I swear, the minute I get back to L.A., I'm taking a sledgehammer to the walls in our house. Rome's got it going on in the ruins department. No words can describe the magnificence and preservation of old Roma. I'm still trying to scrape my jaw off the ground. I was there as a 16-year-old on one of those whirlwind tours by bus -- 17 cities in 21 days! Just like every other city on that trip, Rome remained a blur in my mind, even though I thoroughly appreciated that eye-opening journey where, among other things, I came away with the realization that there's nothing like the United States in the homogeneous and health-conscious department. Thirty (ahem) plus years later, it's still true. I dare you to find one restroom offering those handy toilet seat covers in Rome. And judging by the lack of toilet seats in general -- even in some of the most respectable restaurants -- I've come to the conclusion that Americans must be germ-a-phobic. And while I'm on the subject of toilets, I've lost count of all the ways you can flush a toilet in Europe. Like I said, uniformity is not their thing. How did I get on the subject of toilets, anyway? I offered to report on Los Angeles vs. Cities I Visit in Europe, and I just left Rome with a schoolgirl's crush still fresh and visible on my smiling face, so here goes:
Like L.A., Rome is a one-industry town: there are as many priests, nuns and monks walking the streets as there are actors in Hollywood. The Church is tantamount to, say, Disney or Universal Studios. Where it's writers and the like who go on strike in L.A., we witnessed firsthand a very large march called "Family Day" by hard-line Catholics in protest over not just gay unions but also non-married heterosexuals living together. The organizers feel this leads to perversion and molestation (by men of women who are not their legal spouses) and pedophilia (by men of children who are not their legal offspring). I kid you not. It was only 10 years ago that divorce became available to Italians. In the unintended consequences department, this has led to a curious decline in infidelity since Italian men now realize that their wives will leave their asses, with their children, if they don't behave.

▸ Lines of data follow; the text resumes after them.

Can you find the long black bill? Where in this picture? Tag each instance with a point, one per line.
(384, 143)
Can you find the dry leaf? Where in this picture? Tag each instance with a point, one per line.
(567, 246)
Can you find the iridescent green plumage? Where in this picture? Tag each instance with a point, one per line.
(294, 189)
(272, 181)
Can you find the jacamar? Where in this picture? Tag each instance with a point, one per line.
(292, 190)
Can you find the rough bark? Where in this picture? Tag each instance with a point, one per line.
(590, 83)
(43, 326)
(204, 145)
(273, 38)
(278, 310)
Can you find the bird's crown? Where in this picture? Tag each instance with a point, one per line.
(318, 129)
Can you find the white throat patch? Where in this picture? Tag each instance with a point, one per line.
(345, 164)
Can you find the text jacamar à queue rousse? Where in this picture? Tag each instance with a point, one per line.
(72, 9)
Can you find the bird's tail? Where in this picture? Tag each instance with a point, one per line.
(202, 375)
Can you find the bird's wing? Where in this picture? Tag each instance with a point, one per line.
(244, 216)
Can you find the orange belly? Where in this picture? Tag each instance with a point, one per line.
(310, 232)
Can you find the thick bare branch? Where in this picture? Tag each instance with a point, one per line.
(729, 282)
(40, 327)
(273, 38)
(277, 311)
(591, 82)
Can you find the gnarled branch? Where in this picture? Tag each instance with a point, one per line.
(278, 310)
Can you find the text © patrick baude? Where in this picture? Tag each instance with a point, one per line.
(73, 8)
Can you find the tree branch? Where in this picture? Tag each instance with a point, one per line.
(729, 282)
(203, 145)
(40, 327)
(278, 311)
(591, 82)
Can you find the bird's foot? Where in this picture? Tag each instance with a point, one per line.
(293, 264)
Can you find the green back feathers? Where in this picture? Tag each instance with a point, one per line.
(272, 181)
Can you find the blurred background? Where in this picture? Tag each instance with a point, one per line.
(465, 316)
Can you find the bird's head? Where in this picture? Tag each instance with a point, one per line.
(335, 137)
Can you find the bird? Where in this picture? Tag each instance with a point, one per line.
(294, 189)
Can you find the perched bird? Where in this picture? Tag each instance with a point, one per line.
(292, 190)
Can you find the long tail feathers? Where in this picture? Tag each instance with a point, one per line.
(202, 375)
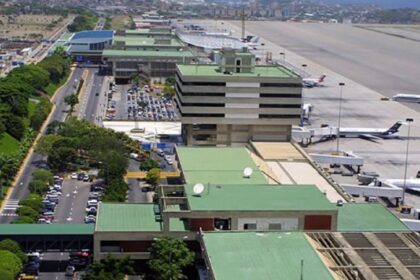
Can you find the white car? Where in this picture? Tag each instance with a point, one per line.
(92, 202)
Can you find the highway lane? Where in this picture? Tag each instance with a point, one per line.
(92, 103)
(72, 204)
(20, 190)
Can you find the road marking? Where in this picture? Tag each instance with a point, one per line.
(9, 214)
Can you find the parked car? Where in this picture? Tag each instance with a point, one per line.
(70, 270)
(91, 211)
(86, 178)
(44, 221)
(90, 219)
(92, 202)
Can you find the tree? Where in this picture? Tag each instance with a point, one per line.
(149, 164)
(153, 176)
(62, 158)
(13, 247)
(38, 186)
(168, 257)
(6, 275)
(170, 81)
(169, 91)
(71, 100)
(15, 127)
(41, 112)
(10, 262)
(45, 144)
(116, 191)
(110, 268)
(43, 175)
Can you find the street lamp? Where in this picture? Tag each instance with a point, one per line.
(339, 115)
(408, 121)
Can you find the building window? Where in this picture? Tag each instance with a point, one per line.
(204, 115)
(238, 65)
(281, 95)
(280, 85)
(274, 226)
(280, 105)
(272, 116)
(250, 226)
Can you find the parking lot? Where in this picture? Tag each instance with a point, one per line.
(144, 103)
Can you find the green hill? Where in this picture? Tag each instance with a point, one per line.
(8, 144)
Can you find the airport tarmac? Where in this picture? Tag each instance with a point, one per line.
(384, 58)
(361, 107)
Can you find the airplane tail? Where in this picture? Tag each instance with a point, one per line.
(254, 39)
(394, 129)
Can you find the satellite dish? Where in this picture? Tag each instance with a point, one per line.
(198, 189)
(248, 172)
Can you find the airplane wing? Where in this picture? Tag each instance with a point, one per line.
(369, 137)
(414, 189)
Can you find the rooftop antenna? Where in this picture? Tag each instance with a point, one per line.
(248, 172)
(243, 23)
(198, 189)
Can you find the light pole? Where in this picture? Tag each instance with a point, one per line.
(408, 121)
(339, 115)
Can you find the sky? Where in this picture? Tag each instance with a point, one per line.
(383, 3)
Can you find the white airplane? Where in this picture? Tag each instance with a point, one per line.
(409, 98)
(313, 82)
(412, 184)
(370, 133)
(251, 42)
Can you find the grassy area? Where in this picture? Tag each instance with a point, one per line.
(52, 87)
(31, 108)
(120, 22)
(8, 144)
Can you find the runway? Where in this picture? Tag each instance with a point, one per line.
(385, 59)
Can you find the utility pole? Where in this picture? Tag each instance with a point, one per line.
(243, 23)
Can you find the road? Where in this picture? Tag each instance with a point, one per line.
(20, 190)
(361, 106)
(71, 208)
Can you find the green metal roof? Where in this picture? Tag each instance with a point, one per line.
(135, 53)
(218, 165)
(44, 229)
(148, 31)
(362, 217)
(145, 41)
(263, 256)
(213, 71)
(258, 198)
(125, 217)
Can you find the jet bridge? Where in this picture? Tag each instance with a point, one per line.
(347, 159)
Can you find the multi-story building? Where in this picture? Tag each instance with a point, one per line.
(237, 101)
(152, 53)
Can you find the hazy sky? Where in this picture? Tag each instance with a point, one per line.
(384, 3)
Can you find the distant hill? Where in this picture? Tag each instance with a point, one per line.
(382, 3)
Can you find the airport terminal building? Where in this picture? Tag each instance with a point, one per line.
(236, 101)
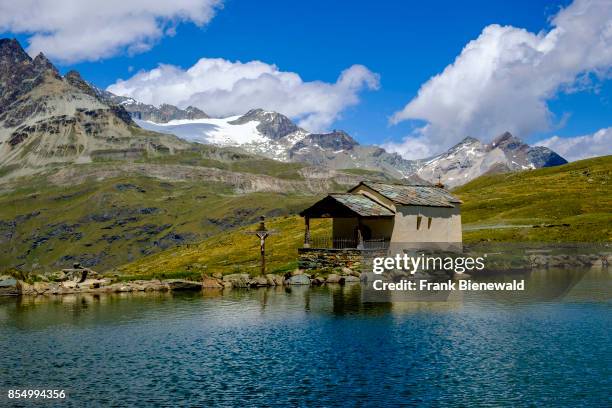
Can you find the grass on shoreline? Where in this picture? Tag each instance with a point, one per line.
(570, 203)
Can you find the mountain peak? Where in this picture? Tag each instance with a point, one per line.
(506, 139)
(12, 52)
(271, 124)
(74, 78)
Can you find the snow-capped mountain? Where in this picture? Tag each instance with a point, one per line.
(49, 119)
(471, 158)
(138, 110)
(275, 136)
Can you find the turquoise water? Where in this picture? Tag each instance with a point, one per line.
(550, 346)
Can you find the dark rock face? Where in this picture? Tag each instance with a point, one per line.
(162, 114)
(536, 156)
(471, 158)
(542, 156)
(272, 124)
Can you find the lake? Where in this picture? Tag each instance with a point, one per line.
(300, 346)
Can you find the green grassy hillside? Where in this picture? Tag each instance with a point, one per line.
(570, 203)
(113, 221)
(230, 252)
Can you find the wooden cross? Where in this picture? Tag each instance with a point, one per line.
(262, 233)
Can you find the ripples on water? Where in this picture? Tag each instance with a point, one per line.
(317, 347)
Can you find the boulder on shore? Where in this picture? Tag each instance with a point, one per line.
(333, 278)
(258, 281)
(8, 286)
(299, 280)
(212, 282)
(236, 280)
(182, 284)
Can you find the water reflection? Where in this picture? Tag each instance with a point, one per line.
(317, 346)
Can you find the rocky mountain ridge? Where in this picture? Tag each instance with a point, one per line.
(46, 118)
(471, 158)
(273, 135)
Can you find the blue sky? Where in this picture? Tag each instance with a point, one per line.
(404, 43)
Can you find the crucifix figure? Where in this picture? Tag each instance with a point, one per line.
(262, 233)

"Italians are very conservative," our friend reminds me, when I express surprise at the march, and the high incidence of men shopping with their wives. My French husband would rather eat Wonder Bread than shop with me -- which is fine since I prefer to shop alone; but that has also meant practically NO SHOPPING AT ALL IN ROME, a crime punishable by repeated viewings of The Godfather, Part III, without benefit of I or II. Anyway, on a typical Saturday afternoon in Rome, men shop with their wives, who come out of dressing rooms to model the outfit in question for their husbands, who decide whether she should buy it or not. Even though that's not the first thing that comes to mind when I think of Italians, I guess they are conservative -- after all, they kept Berlusconi in power longer than any other leader since 1945. Our friend explains in the same way the high incidence of people who hang their laundry to dry in the sun outside their apartments instead of using dryers, including her, even though I know she can afford to buy one. "Italians are very old-fashioned," she says.
Our friend is a fluent-in-Italian woman who comes from L.A. She moved back to Rome several years ago, back to an apartment she has owned since the early 90s. "My place is very small," she warned us several times when inviting us to stay. But like in L.A., as opposed to New York, Paris or San Francisco, her beautiful old world apartment with high ceilings, balconies and wood shutters was quite spacious for the price she paid -- although I understand this is not the norm, as apartments in coveted neighborhoods (like anywhere in old Rome) get tinier and more exorbitant, price-wise, as time goes on. Sound familiar?
In L.A., when tourists flock to Mann's Chinese Theatre, they are as likely to see Superman as Marilyn Monroe posing for pictures or walking the streets (in character) at the end of their shift. In Rome, expect to find Roman guards in character when you visit the Coliseum. With all the blood that place has seen, I made sure to steer clear of them and their steely swords, just like I do any cop in L.A.
Unlike L.A., Rome is bursting at the seams with romantic fountains and parks; everybody smokes; oftentimes, guys greet each other by kissing on both cheeks. There are parasol-shaped pine trees in Rome, which I've never seen before, as well as two-toned crows -- black and grey, as opposed to all black. Speaking of which, I didn't see too many blacks in Rome, either, just like in Barcelona (for my report from Barcelona, click here).
No matter how much we complain about traffic in L.A., California drivers are a zillion times more polite than their Roman counterparts. Call me a wimp, but I would never drive in Rome. The honk-honk chaos on the streets was hinted at by the chaos that greeted us at the airport, where people, 3-deep, waited at one conveyor belt delivering luggage from ten flights!
"Welcome to Rome!" my husband said after waiting obediently with the throngs while I sat comfortably with a bad shoulder, waiting for him to heft the heavy stuff. At that point, he was just making an interim report before going back to wait some more, but he had a smile on his face. And a week later, when we left for Greece, I asked him where he would live if he had the choice: Rome or Paris?
"Rome," he said after giving it some thought.
"Why?" I said.
"They're nicer, here," he said.
The ruins had cast their spell completely.